乾燥で切れ込みが入り、花のように見える「ササクレシロオニタケ」=兵庫県丹波市氷上町成松で

兵庫県丹波市氷上町成松の永廣美千代さんが、自宅の家庭菜園で花のような姿をした白いキノコを見つけた。

24日朝、庭先の家庭菜園で育てているトマトの下葉を取り除いていたところ、うねを覆ったマルチシートの隙間から顔をのぞかせる小さなキノコが目に留まった。傘の直径は3センチほどで柄の長さは約4センチ。傘には深い切れ込みが4カ所から入り、その表面の中央付近にいぼ状の突起が集中して見られる。

「まるで花。見たこともない珍しいキノコ」と、写真を撮り、所属している丹波OB大学や市島の写真クラブのメンバーにメールで送信。仲間に驚きを伝えた。

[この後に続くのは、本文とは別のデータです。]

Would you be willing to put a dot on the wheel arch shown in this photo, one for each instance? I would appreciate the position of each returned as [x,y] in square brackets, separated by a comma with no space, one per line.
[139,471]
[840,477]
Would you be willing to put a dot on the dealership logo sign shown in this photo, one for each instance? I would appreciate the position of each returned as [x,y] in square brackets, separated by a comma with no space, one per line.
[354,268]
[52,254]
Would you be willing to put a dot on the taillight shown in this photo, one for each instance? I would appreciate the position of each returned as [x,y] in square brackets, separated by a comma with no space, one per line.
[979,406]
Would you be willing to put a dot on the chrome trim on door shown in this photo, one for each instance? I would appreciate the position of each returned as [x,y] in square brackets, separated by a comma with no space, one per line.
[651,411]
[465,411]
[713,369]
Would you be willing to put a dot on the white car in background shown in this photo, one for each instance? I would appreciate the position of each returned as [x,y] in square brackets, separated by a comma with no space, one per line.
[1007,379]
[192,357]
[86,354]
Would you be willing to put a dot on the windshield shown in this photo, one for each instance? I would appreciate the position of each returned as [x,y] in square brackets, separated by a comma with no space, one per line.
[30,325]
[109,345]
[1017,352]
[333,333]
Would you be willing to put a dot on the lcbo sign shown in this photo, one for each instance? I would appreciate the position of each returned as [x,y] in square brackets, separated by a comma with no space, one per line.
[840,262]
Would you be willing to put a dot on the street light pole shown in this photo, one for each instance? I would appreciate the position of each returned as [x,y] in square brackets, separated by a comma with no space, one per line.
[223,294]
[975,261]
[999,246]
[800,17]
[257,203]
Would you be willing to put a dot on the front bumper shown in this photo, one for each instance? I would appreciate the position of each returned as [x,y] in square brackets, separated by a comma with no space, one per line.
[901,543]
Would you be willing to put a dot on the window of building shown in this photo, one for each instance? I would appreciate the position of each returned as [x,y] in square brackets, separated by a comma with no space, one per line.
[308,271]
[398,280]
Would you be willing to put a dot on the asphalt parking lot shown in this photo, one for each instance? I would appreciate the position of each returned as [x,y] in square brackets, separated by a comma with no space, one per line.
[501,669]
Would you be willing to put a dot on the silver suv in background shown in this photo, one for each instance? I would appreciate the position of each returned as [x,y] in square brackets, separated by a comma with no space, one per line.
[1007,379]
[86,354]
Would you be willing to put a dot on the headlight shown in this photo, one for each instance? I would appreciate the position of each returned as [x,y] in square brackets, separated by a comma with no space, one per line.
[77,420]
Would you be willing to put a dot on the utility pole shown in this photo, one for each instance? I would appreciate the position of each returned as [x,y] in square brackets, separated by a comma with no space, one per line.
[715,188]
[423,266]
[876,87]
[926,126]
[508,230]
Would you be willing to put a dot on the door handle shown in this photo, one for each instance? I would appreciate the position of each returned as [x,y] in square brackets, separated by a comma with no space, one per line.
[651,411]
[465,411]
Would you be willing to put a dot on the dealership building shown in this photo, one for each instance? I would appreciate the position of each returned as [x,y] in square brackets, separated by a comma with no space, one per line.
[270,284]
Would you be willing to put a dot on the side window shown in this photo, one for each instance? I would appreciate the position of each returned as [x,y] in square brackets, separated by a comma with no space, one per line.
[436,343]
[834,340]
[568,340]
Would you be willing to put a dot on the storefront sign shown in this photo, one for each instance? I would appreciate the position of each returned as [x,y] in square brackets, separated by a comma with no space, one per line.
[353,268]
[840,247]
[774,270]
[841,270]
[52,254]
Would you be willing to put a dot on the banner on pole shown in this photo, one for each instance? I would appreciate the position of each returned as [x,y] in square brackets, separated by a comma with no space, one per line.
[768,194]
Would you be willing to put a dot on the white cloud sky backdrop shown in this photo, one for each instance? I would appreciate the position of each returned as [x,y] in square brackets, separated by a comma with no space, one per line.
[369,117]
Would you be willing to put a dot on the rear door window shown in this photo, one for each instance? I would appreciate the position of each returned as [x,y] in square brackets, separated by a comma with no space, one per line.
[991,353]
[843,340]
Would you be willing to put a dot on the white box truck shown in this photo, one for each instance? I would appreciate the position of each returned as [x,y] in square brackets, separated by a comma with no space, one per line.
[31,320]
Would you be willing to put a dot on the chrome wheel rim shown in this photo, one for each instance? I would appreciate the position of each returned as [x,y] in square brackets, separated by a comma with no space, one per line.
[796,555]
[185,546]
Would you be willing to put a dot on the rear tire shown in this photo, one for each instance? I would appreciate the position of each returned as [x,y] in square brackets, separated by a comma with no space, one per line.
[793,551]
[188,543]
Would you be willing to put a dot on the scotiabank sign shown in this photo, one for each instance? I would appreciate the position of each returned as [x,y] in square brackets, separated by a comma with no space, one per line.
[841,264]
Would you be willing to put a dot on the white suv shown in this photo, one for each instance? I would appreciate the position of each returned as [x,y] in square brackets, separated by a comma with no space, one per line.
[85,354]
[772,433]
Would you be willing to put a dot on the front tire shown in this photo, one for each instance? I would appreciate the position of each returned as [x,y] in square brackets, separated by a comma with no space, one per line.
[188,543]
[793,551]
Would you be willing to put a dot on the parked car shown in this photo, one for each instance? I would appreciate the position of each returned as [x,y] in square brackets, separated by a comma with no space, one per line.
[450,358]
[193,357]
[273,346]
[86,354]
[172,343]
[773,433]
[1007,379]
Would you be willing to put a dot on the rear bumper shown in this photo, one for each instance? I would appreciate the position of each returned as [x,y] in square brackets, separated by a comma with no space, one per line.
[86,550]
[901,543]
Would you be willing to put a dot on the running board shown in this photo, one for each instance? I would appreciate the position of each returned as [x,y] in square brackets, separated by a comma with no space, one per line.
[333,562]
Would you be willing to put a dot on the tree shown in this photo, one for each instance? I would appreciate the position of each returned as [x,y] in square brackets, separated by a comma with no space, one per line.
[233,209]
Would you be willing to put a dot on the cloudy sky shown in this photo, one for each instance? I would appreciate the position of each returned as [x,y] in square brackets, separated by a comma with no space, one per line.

その日の夕方、もう一度見に行くと、すっかりしおれていた。「それまでは下葉の陰になっていたのに、突然日の当たる環境になったので、干からびてしまったのかしら」と、キノコを気の毒に思った永廣さん。「水をかけてやりましたが、もう何ともなりませんでした」と苦笑いする。

キノコに詳しい人と自然の博物館の秋山弘之・特任研究員によると、キノコは小型の「ササクレシロオニタケ」。ササクレの名は、柄の基部の様子を示し、傘表面のいぼ状の突起(外被膜の破片)は、有名な毒キノコ「ベニテングダケ」に見られる突起と同じ。傘が開く前のつぼみ状態の表面には、特に突起が目立っているのでそれを鬼の金棒に、または鬼の角に見立てたことから「オニタケ」の名が付いたという。切れ込みが入った原因は、乾燥による可能性が高い。